George Mallory e l’everest, duello tra giganti
Esce per la prima volta in italiano, edito da Hoepli, il diario dell’alpinista britannico morto sull’himalaya nel 1924
Il mito non si offuscò neppure quando una spedizione americana scoprì il suo corpo congelato a oltre ottomila metri d’altezza, nell’estate del 1999. Anzi, se possibile, George Mallory assurgeva più eroico e glorioso tra i grandi dell’alpinismo.
A 75 anni dalla sua scomparsa con il compagno Andrew Irvine a poche centinaia di metri dalla cima dell’everest, l’antico mistero si faceva più intrigante che mai: la morte li aveva sorpresi sulla via del ritorno dopo aver raggiunto la vetta, oppure mentre ancora stavano salendo? Tra i vestiti di Mallory non c’era la macchina fotografica, che forse avrebbe aiutato a trovare una risposta, se si fosse riusciti a sviluppare le immagini. D’altro canto non venne neppure rinvenuta una piccola foto della moglie Ruth, che lui diceva di voler lasciare in vetta.

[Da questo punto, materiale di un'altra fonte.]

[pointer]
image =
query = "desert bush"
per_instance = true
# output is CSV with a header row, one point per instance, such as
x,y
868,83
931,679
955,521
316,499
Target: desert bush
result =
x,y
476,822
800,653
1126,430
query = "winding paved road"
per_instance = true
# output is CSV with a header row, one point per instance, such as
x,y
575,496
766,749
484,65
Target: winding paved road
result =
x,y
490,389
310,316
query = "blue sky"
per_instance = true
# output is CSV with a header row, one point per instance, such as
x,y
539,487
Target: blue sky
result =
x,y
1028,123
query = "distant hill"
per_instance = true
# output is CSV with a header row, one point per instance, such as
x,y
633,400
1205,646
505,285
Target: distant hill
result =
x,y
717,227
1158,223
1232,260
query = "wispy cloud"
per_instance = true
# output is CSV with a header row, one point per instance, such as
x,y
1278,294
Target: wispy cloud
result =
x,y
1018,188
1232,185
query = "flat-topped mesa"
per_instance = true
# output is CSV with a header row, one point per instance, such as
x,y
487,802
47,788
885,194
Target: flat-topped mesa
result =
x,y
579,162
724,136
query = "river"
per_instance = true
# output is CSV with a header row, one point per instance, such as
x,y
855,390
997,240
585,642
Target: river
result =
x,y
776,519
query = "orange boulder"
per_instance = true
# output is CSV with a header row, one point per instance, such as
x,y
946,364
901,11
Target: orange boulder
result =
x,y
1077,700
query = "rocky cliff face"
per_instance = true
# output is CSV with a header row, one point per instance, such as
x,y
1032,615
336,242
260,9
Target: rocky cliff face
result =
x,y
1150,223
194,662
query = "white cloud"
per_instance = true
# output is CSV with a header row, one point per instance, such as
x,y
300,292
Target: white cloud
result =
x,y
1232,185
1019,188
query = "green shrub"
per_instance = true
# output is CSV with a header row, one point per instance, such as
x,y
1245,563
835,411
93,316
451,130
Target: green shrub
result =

Da allora sono in tanti a ritenere che probabilmente i due non riuscirono mai a coronare il loro sogno. Ma a noi piace mantenere vivo il dubbio. Anche perché Mallory era davvero pronto per l’impresa.
Nei suoi diari, già noti al pubblico anglosassone e adesso pubblicati per la prima volta in italiano da Hoepli con il titolo Everest, la montagna di una vita, racconta la sua ossessione per quella vetta. Aveva tentato nel 1921 e l’anno dopo. Quella del 1924 doveva essere la terza volta decisiva. La sua prosa ricca e profonda, ben coltivata come professore di storia a Cambridge, descrive nel dettaglio le modalità delle spedizioni di allora, i rapporti con i portatori locali, ma anche la ricerca della via di salita migliore, i lunghi trekking d’avvicinamento, assieme ad una miriade di osservazioni sul comportamento del corpo umano costretto a sforzi estremi alle alte quote, che sono tutt’ora alla base degli studi sull’acclimatamento.
In appendice è pubblicato anche un suo celebre saggio sull’alpinismo come arte, che è in effetti un’ode appassionata a questi «banditi un po’ folli», che mettono a repentaglio le loro vite per scoprire, inventare e costruire vie in montagna, proprio come gli artisti concepiscono i loro lavori.